Probe
RP Martin suspends chief amid Libor probe
RP Martin has removed its chief executive and an executive director from their posts amid a probe into the firm’s role in the manipulation of Libor that saw two former employees arrested in December.
David Caplin, the interdealer broker’s chief executive, and Alan Farnan, an executive director, have been suspended amid inquiries into RP Martin’s role in the Libor affair, said people familiar with the situation.
Their suspension marks a new stage in the fall-out suffered by financial institutions as a result of the Libor probe, amid wider questions over whether executives at banks and interdealer brokers knew of alleged Libor rigging, which so far has been blamed on a handful of lower-level traders and brokers.
Two RP Martin brokers, Terry Farr and Jim Gilmour, were arrested by the UK’s Serious Fraud Office along with Tom Hayes, a former trader at UBS and Citigroup, who was subsequently charged by the US Department of Justice in its own investigation.
All three men were bailed pending further inquiries and have not been charged in the UK with any wrongdoing.
Recent settlements with UBS and the Royal Bank of Scotland in the Libor probe have shed light on the shady role played by interdealer brokers in the alleged manipulation. The regulators have alleged that they provided a conduit for both misinformation and as a way for a trader at one bank to orchestrate moves in Libor submissions at other banks.
The UK financial regulator said, in anonymised findings in its case against UBS, that the bank made “corrupt brokerage payments”. UBS paid $1.5bn to settle with UK and US authorities in December.
RP Martin brokers also facilitated so-called wash trades with UBS and RBS, according to anonymised findings against both banks by the UK financial regulator.
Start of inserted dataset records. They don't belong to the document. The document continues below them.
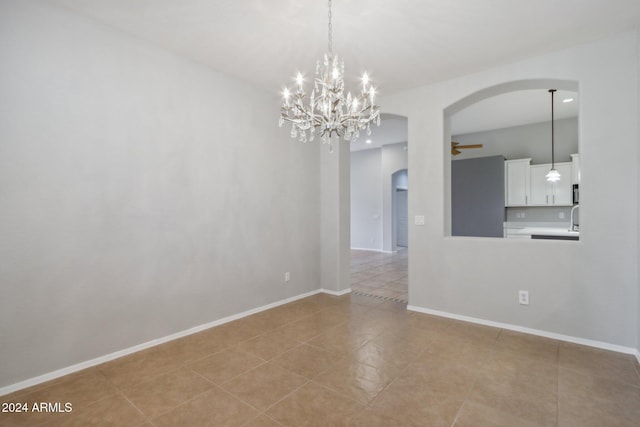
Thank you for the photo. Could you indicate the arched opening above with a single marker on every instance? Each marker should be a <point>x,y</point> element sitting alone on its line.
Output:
<point>507,128</point>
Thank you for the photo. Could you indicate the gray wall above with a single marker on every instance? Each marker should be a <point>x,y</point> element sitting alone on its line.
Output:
<point>477,197</point>
<point>526,141</point>
<point>131,205</point>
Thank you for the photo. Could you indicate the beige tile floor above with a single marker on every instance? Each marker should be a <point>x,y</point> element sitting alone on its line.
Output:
<point>379,274</point>
<point>351,360</point>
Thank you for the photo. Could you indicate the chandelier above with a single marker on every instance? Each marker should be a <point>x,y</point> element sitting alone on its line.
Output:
<point>329,112</point>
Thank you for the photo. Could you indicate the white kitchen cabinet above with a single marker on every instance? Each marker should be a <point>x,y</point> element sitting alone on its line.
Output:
<point>545,193</point>
<point>575,168</point>
<point>517,182</point>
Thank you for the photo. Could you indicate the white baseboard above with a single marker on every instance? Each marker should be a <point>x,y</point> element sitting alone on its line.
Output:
<point>553,335</point>
<point>106,358</point>
<point>336,293</point>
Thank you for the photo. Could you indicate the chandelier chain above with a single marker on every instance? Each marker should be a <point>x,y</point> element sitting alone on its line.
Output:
<point>330,31</point>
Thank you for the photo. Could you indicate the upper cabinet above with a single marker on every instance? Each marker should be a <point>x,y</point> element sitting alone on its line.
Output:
<point>545,193</point>
<point>517,182</point>
<point>527,185</point>
<point>575,168</point>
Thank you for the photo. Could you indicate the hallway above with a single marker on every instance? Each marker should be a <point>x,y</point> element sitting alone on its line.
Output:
<point>382,275</point>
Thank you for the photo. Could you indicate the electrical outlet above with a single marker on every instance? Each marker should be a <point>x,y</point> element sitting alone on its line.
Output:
<point>523,297</point>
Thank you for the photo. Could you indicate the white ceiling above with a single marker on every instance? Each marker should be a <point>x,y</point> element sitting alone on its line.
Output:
<point>392,130</point>
<point>514,109</point>
<point>401,43</point>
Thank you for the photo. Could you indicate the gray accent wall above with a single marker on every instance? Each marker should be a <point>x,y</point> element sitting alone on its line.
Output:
<point>133,205</point>
<point>477,197</point>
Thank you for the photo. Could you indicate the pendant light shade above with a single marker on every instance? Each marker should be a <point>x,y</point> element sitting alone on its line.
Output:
<point>553,175</point>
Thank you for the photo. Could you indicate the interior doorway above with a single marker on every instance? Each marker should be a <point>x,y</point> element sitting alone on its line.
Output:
<point>400,187</point>
<point>379,212</point>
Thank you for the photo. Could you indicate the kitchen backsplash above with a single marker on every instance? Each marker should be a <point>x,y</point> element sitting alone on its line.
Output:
<point>539,214</point>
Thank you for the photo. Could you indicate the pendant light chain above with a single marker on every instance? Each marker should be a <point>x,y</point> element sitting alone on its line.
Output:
<point>553,163</point>
<point>553,175</point>
<point>330,31</point>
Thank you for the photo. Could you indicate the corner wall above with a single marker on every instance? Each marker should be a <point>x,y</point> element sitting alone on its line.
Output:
<point>587,290</point>
<point>133,206</point>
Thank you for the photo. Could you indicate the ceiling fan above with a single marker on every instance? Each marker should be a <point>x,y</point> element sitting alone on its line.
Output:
<point>456,147</point>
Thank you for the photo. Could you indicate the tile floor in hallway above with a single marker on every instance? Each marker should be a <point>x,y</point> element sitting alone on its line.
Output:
<point>383,275</point>
<point>351,360</point>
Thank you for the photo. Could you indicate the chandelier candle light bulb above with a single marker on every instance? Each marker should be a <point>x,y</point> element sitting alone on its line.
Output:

RP Martin is the firm where the regulator alleges that a few employees benefited from nine so-called wash trades, where buy and sell trades are matched purely for the purposes of generating commission rather than for any commercial rationale. In RP Martin’s case, these trades totalled commissions of £170,000, the anonymised findings allege.
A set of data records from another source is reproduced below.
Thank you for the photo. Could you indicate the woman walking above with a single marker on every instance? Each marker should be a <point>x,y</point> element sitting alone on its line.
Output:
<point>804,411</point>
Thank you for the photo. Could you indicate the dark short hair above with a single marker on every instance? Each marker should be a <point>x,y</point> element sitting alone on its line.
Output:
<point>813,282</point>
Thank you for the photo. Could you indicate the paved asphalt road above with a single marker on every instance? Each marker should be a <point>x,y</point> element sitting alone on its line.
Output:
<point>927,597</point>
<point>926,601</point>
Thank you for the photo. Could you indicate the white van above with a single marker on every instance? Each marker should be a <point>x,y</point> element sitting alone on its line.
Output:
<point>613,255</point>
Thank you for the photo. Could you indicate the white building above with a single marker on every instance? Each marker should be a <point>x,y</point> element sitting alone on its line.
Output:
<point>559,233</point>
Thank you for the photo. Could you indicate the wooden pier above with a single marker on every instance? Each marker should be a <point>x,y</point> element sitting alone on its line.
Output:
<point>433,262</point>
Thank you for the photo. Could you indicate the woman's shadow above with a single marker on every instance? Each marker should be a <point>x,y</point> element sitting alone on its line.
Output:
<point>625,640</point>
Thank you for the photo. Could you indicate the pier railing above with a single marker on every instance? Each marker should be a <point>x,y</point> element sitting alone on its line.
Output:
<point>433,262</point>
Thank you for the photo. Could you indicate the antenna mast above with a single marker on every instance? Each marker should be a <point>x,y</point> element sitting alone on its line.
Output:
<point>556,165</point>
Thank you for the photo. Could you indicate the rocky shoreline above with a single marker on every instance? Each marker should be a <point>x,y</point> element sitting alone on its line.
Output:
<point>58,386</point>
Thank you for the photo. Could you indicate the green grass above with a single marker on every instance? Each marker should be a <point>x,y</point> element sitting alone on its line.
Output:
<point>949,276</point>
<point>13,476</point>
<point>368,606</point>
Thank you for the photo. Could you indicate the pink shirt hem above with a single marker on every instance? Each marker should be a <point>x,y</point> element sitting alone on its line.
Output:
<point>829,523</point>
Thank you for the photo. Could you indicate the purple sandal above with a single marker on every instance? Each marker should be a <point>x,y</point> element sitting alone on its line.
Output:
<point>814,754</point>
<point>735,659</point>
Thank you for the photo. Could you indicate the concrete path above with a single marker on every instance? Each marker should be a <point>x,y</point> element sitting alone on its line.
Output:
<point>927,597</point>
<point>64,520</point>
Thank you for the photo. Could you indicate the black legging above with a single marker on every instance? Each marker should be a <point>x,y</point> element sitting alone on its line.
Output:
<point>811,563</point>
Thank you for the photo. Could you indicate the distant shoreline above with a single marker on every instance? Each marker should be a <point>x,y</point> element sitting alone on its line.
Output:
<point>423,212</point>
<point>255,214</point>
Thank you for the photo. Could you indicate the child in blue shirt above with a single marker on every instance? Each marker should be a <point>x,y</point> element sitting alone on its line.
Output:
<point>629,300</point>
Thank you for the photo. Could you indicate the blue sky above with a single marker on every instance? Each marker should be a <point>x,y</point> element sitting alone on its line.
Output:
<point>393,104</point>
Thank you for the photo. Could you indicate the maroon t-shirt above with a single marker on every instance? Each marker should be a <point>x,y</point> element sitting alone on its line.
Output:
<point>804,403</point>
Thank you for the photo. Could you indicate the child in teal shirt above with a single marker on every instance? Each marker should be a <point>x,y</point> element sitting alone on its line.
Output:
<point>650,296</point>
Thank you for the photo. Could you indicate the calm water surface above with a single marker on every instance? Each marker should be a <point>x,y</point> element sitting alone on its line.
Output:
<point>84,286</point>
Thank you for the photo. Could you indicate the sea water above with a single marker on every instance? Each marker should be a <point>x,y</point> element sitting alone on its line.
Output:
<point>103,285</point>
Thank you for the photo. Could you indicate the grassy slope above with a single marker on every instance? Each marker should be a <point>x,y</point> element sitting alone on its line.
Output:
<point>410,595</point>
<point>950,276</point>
Employees at larger interdealer brokers such as ICAP and Tullett Prebon have also been drawn into the worldwide probe, where at least 10 authorities are focusing on about 20 of the world’s biggest financial institutions.
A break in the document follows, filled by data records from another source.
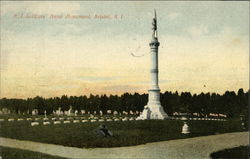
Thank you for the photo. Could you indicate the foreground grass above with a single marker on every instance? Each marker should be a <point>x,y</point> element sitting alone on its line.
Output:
<point>125,133</point>
<point>241,152</point>
<point>12,153</point>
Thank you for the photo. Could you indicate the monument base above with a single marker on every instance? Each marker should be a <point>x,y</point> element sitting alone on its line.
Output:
<point>153,112</point>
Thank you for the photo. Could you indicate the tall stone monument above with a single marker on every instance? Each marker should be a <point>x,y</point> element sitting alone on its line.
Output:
<point>153,109</point>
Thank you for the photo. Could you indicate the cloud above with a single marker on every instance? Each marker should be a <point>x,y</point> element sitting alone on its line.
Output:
<point>39,7</point>
<point>173,16</point>
<point>199,30</point>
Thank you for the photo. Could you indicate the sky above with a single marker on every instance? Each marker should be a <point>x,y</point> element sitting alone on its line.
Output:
<point>76,48</point>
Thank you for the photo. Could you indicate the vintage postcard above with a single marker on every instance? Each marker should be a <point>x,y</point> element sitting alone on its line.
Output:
<point>124,79</point>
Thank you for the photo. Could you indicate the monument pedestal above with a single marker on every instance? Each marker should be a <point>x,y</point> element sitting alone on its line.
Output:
<point>153,110</point>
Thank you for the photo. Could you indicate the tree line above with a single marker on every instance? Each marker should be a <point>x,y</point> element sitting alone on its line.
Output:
<point>230,103</point>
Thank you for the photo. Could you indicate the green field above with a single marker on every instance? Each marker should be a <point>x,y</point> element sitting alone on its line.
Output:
<point>12,153</point>
<point>125,133</point>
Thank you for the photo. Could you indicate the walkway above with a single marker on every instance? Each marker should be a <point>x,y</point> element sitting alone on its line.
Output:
<point>191,148</point>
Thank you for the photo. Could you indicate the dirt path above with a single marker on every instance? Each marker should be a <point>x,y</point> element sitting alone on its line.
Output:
<point>192,148</point>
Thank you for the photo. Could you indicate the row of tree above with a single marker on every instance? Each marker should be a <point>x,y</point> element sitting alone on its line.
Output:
<point>230,103</point>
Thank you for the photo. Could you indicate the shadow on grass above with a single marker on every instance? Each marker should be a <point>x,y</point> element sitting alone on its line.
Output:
<point>125,133</point>
<point>241,152</point>
<point>13,153</point>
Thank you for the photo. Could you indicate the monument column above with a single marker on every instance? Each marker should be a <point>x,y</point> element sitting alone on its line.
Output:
<point>153,109</point>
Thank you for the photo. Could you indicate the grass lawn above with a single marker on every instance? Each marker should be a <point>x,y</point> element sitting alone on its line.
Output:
<point>12,153</point>
<point>241,152</point>
<point>125,133</point>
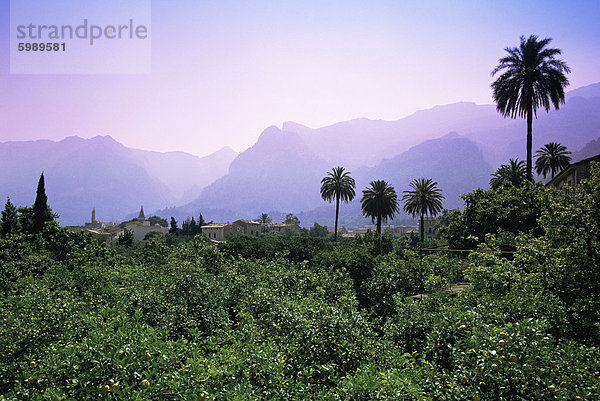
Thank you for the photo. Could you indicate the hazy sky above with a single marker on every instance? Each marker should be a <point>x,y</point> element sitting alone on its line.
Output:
<point>222,71</point>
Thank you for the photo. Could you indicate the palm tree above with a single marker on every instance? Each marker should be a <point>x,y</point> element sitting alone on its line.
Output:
<point>337,185</point>
<point>513,172</point>
<point>532,78</point>
<point>552,157</point>
<point>424,198</point>
<point>379,202</point>
<point>264,220</point>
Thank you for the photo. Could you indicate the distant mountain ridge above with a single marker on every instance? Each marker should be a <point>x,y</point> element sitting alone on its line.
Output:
<point>419,145</point>
<point>100,172</point>
<point>457,145</point>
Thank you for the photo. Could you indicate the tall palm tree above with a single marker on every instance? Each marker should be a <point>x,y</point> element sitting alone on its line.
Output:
<point>338,185</point>
<point>424,198</point>
<point>552,157</point>
<point>532,78</point>
<point>513,172</point>
<point>379,202</point>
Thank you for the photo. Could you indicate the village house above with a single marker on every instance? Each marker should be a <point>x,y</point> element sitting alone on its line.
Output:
<point>141,227</point>
<point>430,225</point>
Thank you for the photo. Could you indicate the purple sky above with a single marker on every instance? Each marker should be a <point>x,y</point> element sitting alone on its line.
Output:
<point>222,71</point>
Mr Caplin, 52, widely known as “Mustard”, has been at RP Martin for at least 17 years. Since a management buyout backed by private equity group Gresham in 2005, RP Martin has expanded rapidly through acquisitions.
The company has traditionally been strongest in the cash money markets, trading over-the-counter derivatives such as forward rate agreements.
RP Martin and the Financial Conduct Authority declined to comment. A message sent to Mr Farnan via LinkedIn was not returned. Mr Caplin could not be reached for comment. Both men are still listed as active on the FCA’s regulatory register.